In solchen Fällen kann der Kunde aufgrund mietrechtlicher Bestimmungen von der Betreiberin verlangen, dass der Preis für die Benutzung entsprechend herabgesetzt wird – sprich, eine Reduktion des Abonnementspreises verlangen. Die erwähnten Schutzmassnahmen wie die Benutzung an bestimmten Halbtagen, die Beschränkung der Trainingszeit und die Absperrung der Garderoben und Duschen stellen im mietrechtlichen Verhältnis unseres Erachtens einen Mangel dar und dürften zu einer Reduktion beim Abonnementspreis führen.

Dabei ist für die Herabsetzung des Preises ein Verschulden der Betreiberin nicht notwendig – entsprechend spielt es aus unserer Sicht auch keine Rolle, dass der Trainingsraum für medizinische Therapie genutzt wird und sich in einem Spital befindet.

Bei Verträgen, die auf Dauer ausgerichtet sind, wie zum Beispiel einem Fitnessabonnement, haben die Parteien bei Vorliegen eines wichtigen Grundes ausserdem ein Kündigungsrecht. Das setzt voraus, dass es der kündigungswilligen Partei – das heisst in diesem Fall allenfalls dem Kunden – aus Sicht einer vernünftigen Drittperson unzumutbar ist, den Vertrag bis zur nächsten Kündigungsmöglichkeit oder dessen Laufzeitende aufrechtzuerhalten. Da das Training im Fitnessstudio nach wie vor (wenn auch mit Einschränkungen) möglich ist und die Einschränkungen voraussichtlich nur vorübergehend sind, fehlt es nach unserem Dafürhalten an der Unzumutbarkeit. Es besteht daher kein solches Kündigungsrecht.

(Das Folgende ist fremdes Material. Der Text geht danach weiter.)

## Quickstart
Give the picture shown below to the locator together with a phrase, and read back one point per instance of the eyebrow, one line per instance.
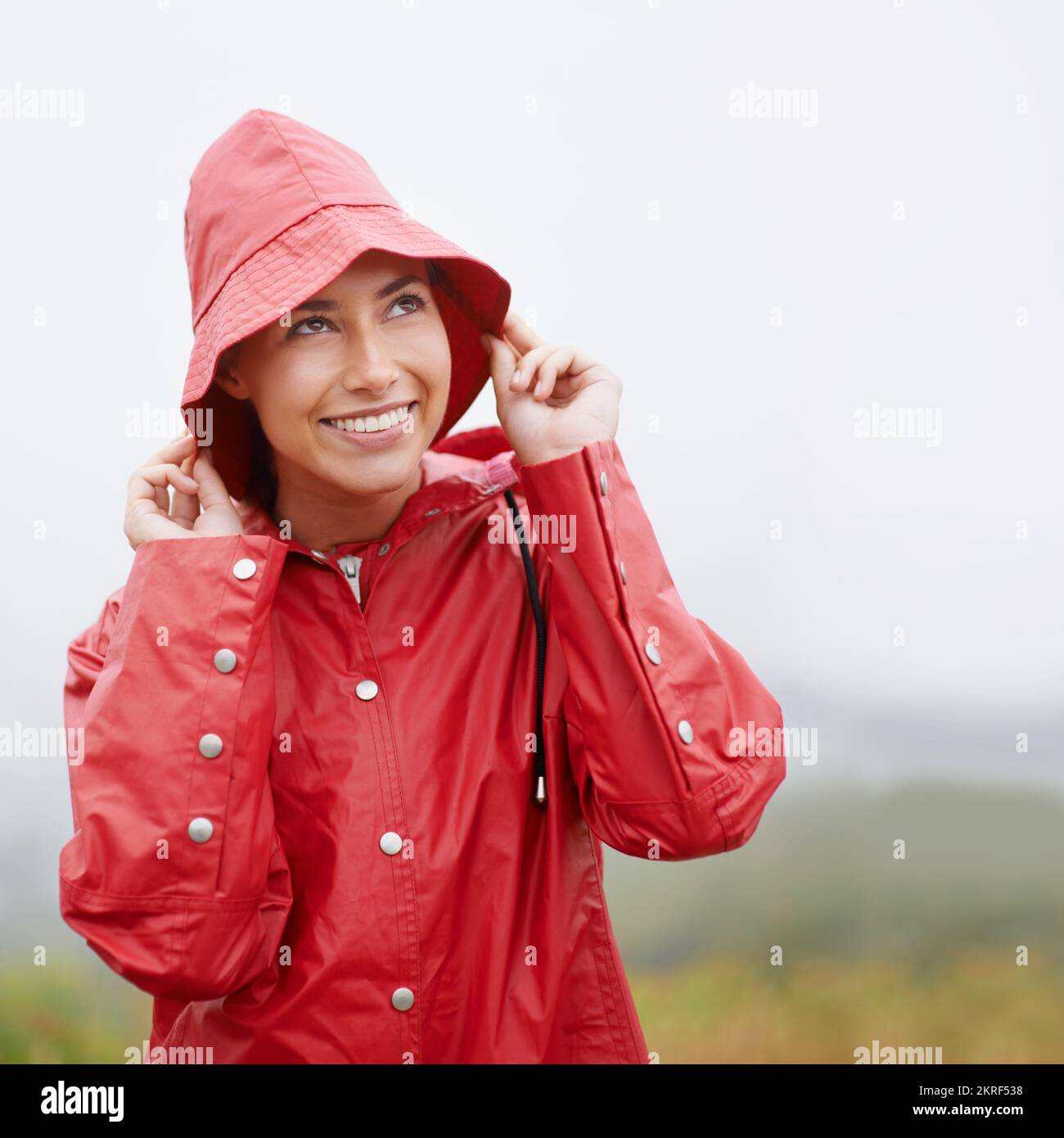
(381, 295)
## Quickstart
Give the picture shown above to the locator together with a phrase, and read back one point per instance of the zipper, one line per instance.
(350, 565)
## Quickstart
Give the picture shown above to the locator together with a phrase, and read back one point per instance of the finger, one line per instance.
(525, 375)
(524, 337)
(502, 362)
(146, 481)
(186, 509)
(212, 490)
(557, 362)
(174, 451)
(151, 485)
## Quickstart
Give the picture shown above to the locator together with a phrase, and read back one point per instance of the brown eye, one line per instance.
(413, 300)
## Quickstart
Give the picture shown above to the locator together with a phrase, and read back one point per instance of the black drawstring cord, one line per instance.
(539, 761)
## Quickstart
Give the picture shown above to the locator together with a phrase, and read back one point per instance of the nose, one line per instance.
(369, 365)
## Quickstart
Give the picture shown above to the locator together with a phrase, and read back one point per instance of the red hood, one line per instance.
(276, 210)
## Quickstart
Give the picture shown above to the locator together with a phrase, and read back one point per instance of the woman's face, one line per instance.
(352, 393)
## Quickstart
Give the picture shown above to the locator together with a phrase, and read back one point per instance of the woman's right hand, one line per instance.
(148, 513)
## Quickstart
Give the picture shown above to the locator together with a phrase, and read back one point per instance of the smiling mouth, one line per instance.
(371, 425)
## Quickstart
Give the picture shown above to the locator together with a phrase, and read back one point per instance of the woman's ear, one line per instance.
(224, 376)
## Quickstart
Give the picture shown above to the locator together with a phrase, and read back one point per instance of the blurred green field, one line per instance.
(979, 1007)
(915, 953)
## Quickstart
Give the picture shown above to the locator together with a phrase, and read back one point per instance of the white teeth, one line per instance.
(384, 421)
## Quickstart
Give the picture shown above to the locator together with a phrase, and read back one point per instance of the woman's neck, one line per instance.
(323, 517)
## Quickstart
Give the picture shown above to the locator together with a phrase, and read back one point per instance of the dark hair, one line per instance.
(262, 481)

Selbst wenn nach unserer ersten Einschätzung ein Anspruch auf teilweise Rückerstattung des bezahlten Abonnementspreises bestehen dürfte, ist es empfehlenswert, zunächst das Gespräch mit dem Fitnessstudio zu suchen. Vielleicht gelingt es ja, eine einvernehmliche Lösung zu finden.

Zum Schluss: We <3 New York

Die Pandemie hat New York so stark getroffen wie wenige Orte der Welt – besonders die armen Stadtviertel wie etwa die Bronx. Um die Bürgerinnen davon zu überzeugen, Masken zu tragen, schalten die Behörden nun zwei Werbespots. Sie sind genauso wild, bunt, hart und schnell wie New York selber – und damit eine Hommage an die Stadt.

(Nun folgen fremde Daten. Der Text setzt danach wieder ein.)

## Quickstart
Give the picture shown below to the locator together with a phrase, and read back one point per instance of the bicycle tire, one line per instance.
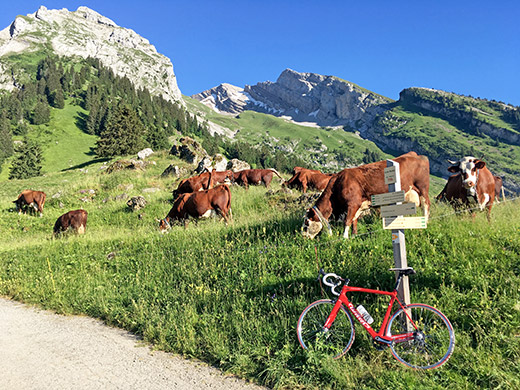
(334, 342)
(432, 342)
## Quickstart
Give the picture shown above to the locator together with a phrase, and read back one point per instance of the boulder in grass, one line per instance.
(144, 153)
(188, 150)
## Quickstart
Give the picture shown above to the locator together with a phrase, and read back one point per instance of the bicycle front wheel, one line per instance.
(334, 342)
(425, 342)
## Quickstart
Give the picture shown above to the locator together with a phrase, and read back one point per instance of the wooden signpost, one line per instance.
(393, 210)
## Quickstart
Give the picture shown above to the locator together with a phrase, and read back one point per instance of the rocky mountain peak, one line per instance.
(303, 97)
(85, 33)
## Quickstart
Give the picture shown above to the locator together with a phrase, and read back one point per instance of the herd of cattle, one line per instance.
(345, 195)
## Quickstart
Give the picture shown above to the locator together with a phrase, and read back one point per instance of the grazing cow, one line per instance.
(299, 169)
(75, 220)
(475, 181)
(306, 178)
(35, 199)
(200, 204)
(350, 192)
(255, 176)
(202, 182)
(453, 192)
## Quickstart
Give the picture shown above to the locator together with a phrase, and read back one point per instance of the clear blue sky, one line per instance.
(466, 47)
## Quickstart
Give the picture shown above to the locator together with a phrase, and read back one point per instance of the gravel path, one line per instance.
(43, 350)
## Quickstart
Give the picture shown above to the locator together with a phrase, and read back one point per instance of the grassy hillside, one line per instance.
(231, 295)
(63, 144)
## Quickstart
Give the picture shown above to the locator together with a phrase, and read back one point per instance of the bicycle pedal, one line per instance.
(380, 346)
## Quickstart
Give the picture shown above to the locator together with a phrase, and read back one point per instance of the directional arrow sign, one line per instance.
(404, 223)
(388, 198)
(390, 176)
(398, 209)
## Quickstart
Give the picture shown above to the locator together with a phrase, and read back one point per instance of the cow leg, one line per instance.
(345, 233)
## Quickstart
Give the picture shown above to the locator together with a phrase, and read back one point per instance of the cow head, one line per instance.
(164, 224)
(230, 176)
(311, 224)
(468, 168)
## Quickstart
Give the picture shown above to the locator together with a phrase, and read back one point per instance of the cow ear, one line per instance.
(453, 168)
(479, 164)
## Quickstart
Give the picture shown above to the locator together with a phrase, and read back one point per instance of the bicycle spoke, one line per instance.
(335, 341)
(432, 342)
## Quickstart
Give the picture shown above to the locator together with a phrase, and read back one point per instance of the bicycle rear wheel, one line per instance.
(334, 342)
(425, 344)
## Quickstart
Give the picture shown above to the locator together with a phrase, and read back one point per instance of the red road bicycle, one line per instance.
(418, 335)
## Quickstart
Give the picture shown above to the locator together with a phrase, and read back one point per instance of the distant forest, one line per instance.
(125, 118)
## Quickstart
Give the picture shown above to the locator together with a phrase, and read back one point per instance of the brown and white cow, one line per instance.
(34, 199)
(499, 189)
(299, 169)
(350, 192)
(306, 178)
(75, 220)
(475, 181)
(200, 204)
(202, 182)
(255, 177)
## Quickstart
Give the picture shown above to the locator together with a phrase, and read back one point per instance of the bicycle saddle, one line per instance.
(404, 271)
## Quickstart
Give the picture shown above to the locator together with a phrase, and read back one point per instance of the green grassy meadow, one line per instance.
(231, 295)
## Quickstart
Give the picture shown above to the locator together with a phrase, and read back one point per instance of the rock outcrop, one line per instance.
(85, 33)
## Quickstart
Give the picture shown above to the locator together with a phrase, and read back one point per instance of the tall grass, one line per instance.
(231, 295)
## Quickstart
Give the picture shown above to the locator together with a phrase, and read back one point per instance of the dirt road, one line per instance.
(42, 350)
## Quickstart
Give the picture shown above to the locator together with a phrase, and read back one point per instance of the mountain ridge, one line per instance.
(86, 33)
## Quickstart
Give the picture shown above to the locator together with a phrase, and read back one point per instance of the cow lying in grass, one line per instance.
(202, 182)
(255, 177)
(201, 204)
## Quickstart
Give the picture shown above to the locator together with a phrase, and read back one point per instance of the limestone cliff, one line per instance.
(85, 33)
(303, 97)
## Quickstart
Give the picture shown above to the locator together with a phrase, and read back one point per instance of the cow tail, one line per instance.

Bleiben Sie umsichtig, bleiben Sie freundlich, bleiben Sie gesund.

Bis morgen.

Oliver Fuchs und Olivia Kühni

PS: Haben Sie Fragen und Feedback, schreiben Sie an: covid19@republik.ch.

PPS: Wir würden uns freuen, wenn Sie diesen Newsletter mit Freundinnen und Bekannten teilten. Er ist ein kostenloses Angebot der Republik.

PPPS: Vermissen Sie das Tanzen? Nun, Sie haben es gehört: ab Samstag, 6. Juni, dürfen auch die Nachtclubs wieder öffnen – sofern sie denn Präsenzlisten führen und nur 300 Gäste reinlassen. Beides nicht zwingend ein Stimmungskiller. Eher schwierig allerdings: Sie werden um Punkt Mitternacht schliessen müssen.